La campagna dell’associazione Apurimac onlus per garantire visite mediche alle popolazioni andine del Perù di R. S.

Visita il sito internet

Basta un messaggio, o una breve telefonata, per garantire una visita medica a 80mila persone. Che vivono tra le Ande, in località prive di ambulatori e difficili da raggiungere per i medici. È possibile grazie alla nuova campagna di Apurimac onlus, attiva dal 1992 e che è riuscita a finanziare oltre 180 progetti di sviluppo sociale in America Latina e in Africa, realizzati dai missionari agostiniani. Ce l’ha fatta con al sostegno di tanti cittadini comuni. Chiamati, anche ora, a dare il proprio contributo. Dal primo al 30 novembre – grazie alla collaborazione di Tim, Vodafone, Wind, 3 e Telecom Italia – si può inviare un sms al 48585 al costo di 1 euro, oppure telefonare da casa al costo di 2 euro per sostenere e contribuire alla campagna di prevenzione sanitaria. Gli operatori devolveranno l’intero ammontare del ricavato a favore di Apurimac onlus.

Il nuovo progetto mira a garantire visite mediche a chi vive tra le vette andine. «A 4mila metri di altezza – informa una nota dell’associazione –, ci sono villaggi dimenticati con solo 2 medici ogni 10 mila abitanti. In una condizione di assoluta povertà, laddove l’assistenza sanitaria è solo a pagamento, bambini, anziani, uomini e donne vivono senza i più normali controlli medici, rischiando continuamente di morire per la degenerazione di piccole malattie, che potrebbero essere curate, se fossero diagnosticate in tempo». Nella zona, lo scorso anno, l’associazione e i missionari agostiniani hanno già ottenuto un primo successo: il completamento del Poliambulatorio “Santa Rita” a Cuzco, che serve quasi 500 mila abitanti compresi tra la regione omonima della città e l’Apurímac.

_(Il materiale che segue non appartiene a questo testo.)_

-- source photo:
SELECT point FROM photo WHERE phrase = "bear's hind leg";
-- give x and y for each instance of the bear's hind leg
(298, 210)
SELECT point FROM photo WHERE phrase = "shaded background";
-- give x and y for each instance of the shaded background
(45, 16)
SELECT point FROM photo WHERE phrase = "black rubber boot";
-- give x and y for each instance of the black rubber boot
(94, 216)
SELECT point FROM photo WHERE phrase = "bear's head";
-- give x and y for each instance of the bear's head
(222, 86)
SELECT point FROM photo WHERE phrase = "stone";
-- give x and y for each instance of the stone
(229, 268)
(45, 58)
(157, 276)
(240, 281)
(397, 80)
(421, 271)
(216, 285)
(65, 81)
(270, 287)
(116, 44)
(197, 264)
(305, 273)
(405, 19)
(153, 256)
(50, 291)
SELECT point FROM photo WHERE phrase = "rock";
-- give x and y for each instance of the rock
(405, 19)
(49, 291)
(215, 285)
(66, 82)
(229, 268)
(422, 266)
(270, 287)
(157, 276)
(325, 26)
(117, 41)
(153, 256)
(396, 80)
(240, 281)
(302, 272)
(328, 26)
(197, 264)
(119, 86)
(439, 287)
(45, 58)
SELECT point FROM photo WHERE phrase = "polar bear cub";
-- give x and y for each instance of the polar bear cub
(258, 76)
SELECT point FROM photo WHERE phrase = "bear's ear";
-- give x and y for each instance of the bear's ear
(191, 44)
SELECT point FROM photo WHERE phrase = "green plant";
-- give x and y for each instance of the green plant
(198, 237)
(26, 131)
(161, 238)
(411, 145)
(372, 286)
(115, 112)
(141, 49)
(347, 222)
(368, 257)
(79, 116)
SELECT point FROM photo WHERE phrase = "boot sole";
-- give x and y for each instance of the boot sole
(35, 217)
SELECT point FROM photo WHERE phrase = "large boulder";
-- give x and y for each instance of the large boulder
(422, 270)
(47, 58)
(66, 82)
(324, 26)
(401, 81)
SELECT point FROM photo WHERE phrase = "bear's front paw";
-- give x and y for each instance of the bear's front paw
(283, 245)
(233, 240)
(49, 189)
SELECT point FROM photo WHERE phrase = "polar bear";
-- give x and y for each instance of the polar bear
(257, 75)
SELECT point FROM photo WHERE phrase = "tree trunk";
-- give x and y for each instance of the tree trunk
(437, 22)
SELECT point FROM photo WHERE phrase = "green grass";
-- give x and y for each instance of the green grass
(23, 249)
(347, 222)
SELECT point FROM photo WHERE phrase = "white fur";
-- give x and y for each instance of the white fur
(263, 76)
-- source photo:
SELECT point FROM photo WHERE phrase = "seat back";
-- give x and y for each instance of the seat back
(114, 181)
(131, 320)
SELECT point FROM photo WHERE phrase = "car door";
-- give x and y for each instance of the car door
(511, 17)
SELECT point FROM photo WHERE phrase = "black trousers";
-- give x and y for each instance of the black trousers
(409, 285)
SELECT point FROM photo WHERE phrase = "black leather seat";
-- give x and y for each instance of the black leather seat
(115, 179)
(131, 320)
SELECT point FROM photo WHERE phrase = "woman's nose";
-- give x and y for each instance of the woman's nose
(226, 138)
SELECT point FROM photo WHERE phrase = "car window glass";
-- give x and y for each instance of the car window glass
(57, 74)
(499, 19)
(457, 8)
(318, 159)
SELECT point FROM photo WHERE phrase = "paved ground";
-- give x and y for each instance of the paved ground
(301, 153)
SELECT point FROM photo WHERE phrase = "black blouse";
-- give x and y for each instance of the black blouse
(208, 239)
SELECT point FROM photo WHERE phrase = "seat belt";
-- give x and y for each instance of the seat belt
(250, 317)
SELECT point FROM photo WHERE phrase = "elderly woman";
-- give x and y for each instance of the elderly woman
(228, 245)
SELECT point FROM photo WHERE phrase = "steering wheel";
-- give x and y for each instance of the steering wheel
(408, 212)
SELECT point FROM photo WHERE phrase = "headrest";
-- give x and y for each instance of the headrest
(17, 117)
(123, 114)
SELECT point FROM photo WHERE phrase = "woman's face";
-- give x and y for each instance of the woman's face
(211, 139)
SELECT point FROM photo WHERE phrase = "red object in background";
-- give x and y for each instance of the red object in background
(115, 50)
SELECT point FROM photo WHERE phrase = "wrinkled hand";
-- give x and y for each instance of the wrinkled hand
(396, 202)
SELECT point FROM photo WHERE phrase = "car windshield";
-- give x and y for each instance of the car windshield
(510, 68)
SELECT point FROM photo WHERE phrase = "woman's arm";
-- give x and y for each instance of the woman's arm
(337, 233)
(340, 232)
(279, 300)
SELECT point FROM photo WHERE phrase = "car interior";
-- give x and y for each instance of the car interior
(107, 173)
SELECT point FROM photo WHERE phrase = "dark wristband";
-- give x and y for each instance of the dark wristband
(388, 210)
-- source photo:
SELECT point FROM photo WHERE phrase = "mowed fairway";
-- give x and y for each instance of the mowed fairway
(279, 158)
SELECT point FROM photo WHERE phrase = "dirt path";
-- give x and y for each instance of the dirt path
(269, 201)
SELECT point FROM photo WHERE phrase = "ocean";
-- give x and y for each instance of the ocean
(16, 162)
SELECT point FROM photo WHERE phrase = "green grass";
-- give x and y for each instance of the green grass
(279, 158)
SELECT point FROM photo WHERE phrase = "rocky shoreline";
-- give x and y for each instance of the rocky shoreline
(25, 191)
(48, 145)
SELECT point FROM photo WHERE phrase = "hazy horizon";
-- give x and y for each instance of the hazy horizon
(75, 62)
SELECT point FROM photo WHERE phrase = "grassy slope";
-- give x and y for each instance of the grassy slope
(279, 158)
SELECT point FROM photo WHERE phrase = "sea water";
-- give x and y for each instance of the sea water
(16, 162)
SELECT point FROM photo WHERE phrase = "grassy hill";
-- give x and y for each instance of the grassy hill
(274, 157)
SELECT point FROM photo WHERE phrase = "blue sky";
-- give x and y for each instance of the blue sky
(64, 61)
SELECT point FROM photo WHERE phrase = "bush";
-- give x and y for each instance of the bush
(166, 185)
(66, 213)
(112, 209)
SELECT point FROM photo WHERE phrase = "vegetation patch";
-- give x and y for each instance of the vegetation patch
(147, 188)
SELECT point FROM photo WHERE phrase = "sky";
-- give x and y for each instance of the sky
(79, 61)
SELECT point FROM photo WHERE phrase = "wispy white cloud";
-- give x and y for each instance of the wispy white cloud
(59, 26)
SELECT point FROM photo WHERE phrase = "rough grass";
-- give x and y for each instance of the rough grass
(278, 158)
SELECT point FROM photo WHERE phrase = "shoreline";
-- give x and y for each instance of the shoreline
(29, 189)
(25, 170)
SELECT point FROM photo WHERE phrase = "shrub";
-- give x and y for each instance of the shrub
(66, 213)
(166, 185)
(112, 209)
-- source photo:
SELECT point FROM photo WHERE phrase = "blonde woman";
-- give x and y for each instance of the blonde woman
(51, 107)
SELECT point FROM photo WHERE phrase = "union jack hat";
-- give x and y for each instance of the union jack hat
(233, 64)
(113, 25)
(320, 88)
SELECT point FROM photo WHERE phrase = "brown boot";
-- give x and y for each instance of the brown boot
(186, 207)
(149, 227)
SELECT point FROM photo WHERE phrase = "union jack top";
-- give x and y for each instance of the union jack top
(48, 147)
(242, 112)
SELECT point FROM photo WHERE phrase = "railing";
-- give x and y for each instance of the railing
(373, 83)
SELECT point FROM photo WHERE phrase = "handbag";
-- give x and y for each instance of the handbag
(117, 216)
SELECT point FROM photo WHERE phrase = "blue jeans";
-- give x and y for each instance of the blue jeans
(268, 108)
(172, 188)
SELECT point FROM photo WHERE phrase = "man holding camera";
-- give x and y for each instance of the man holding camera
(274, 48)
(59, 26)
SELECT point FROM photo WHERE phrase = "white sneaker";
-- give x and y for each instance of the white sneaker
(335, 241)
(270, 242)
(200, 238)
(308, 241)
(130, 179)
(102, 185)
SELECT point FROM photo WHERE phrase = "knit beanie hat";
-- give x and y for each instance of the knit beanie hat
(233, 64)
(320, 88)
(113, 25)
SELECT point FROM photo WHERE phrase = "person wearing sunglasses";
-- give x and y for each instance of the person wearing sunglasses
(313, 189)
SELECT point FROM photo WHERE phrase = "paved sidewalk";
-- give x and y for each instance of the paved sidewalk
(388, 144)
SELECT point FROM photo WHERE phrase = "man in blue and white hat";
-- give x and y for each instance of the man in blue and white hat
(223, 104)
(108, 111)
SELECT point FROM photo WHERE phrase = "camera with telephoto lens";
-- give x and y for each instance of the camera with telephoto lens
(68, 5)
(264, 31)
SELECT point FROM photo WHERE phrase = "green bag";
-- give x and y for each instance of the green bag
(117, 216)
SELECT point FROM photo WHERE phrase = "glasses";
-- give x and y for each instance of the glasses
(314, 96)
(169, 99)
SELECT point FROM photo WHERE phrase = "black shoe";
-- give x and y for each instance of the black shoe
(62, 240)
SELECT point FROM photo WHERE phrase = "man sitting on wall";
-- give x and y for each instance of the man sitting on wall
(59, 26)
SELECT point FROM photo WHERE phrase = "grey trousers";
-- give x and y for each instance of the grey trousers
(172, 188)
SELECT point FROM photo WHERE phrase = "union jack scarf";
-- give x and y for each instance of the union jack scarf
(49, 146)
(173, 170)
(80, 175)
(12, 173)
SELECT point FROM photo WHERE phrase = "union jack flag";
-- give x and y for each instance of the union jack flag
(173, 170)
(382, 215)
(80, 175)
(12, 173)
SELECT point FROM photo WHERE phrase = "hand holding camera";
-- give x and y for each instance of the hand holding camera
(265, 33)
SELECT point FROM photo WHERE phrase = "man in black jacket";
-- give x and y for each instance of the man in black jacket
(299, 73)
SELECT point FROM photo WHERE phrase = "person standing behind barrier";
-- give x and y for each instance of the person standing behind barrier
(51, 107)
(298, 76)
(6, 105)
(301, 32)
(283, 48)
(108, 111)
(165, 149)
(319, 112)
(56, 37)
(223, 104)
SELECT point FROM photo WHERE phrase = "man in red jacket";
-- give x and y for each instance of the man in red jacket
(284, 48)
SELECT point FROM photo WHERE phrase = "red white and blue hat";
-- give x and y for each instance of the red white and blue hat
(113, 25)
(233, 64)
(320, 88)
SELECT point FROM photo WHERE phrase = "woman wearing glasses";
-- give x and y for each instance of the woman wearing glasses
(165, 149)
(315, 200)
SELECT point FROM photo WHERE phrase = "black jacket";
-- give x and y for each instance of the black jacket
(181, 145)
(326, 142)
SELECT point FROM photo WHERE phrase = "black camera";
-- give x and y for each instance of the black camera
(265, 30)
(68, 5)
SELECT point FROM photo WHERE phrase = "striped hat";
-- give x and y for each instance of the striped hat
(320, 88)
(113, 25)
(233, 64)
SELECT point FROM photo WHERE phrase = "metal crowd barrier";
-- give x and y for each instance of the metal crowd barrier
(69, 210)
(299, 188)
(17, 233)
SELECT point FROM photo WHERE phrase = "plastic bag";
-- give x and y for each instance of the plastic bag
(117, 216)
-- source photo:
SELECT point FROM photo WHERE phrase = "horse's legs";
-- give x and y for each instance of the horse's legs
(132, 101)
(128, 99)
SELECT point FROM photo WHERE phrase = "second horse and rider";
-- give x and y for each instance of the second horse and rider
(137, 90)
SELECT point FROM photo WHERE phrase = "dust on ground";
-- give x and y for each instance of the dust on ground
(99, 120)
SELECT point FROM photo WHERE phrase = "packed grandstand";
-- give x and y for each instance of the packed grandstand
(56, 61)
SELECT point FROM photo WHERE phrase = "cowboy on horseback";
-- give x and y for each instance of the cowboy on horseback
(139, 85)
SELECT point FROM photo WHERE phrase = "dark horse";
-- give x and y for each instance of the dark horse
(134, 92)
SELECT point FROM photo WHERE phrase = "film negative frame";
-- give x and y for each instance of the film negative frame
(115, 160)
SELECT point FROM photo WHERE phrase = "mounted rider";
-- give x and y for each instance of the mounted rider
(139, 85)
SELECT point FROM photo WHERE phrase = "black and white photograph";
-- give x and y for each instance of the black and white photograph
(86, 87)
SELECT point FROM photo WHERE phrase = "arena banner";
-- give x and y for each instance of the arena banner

Ma la ong ha un obiettivo più ambizioso: «Avviare la campagna di prevenzione sanitaria “itinerante”, grazie alla quale i medici potranno visitare i più “lontani”». Sono circa 80mila, infatti, le persone che vivono isolate tra le montagne del Perù, in oltre 700 villaggi. Si calcola che, in queste popolazioni, circa 200 bambini ogni mille muoiono prima di poter compiere il primo anno di vita, spesso a causa di complicazioni di piccoli malanni, che si trasformano in malattie croniche. Nella zona, raccontano dall’associazione, «scabbia, disidratazione, parassitosi intestinali, malattie dell’epidermide diventano un calvario insormontabile anche per lo sviluppo e una vita normale».